The agency's risk alert highlights problems that it found in examinations of more than 100 advisers who served as portfolio managers or sponsors of wrap-fee programs or who advised their clients’ accounts through third-party wrap managers.

The Securities and Exchange Commission on Wednesday warned investment advisers to step up their monitoring of wrap-fee accounts and put more thought into whether they should recommend them to clients.

The agency has been focusing for a number of years on conflicts of interest surrounding the vehicles, which charge investors a consolidated fee for advisory services and investment transactions that is usually based on the amount of assets in the account.

Wrap-fee programs are touted as a way to provide certainty about costs regardless of how often an adviser adjusts investment strategies or makes trades in the account. But the SEC has been zeroing in on conflicts related to putting predominantly buy-and-hold clients into wrap-fee programs.

The risk alert the SEC released Wednesday outlined problems the agency found in examinations of more than 100 advisers who served as portfolio managers or sponsors of wrap-fee programs or who advised their clients’ accounts through third-party wrap managers.

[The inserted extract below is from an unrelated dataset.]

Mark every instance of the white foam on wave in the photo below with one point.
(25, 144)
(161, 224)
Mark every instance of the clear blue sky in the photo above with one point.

The agency found that advisers fell short on monitoring trading in the accounts, determining whether using the accounts was in their clients’ best interests and making disclosures related to the accounts, among other deficiencies.

“The staff observed that many examined advisers’ compliance programs could be improved,” the alert states. “The most frequently cited deficiencies were related to compliance and oversight, including policies and procedures regarding the tracking and monitoring of the wrap fee programs; and disclosures, including disclosures regarding conflicts, fees, and expenses. In some instances the staff questioned the appropriateness of recommendations of wrap fee programs for clients, particularly when the clients had no or low trading volume in their accounts.”

The advisory firms’ internal controls also were found lacking.

“The staff frequently observed that the examined advisers had weak or ineffective compliance policies and procedures relating to their wrap fee programs,” the alert states.

The advisers involved in the exam sweep paid attention to what the agency discovered.

“In response to the staff’s observations, advisers elected to amend disclosures, revise compliance policies and procedures, conduct suitability reviews of wrap fee clients or change other practices,” according to the alert.

The SEC provided several best practices for advisers to follow to stay in compliance when using wrap-fee accounts, including periodically reviewing them to ensure they’re in the client’s best interests and highlighting the costs that aren’t covered in the accounts.

“Provide clear disclosures, when recommending wrap fee programs to clients, about whether certain services or expenses are not included in the wrap fee,” the alert states.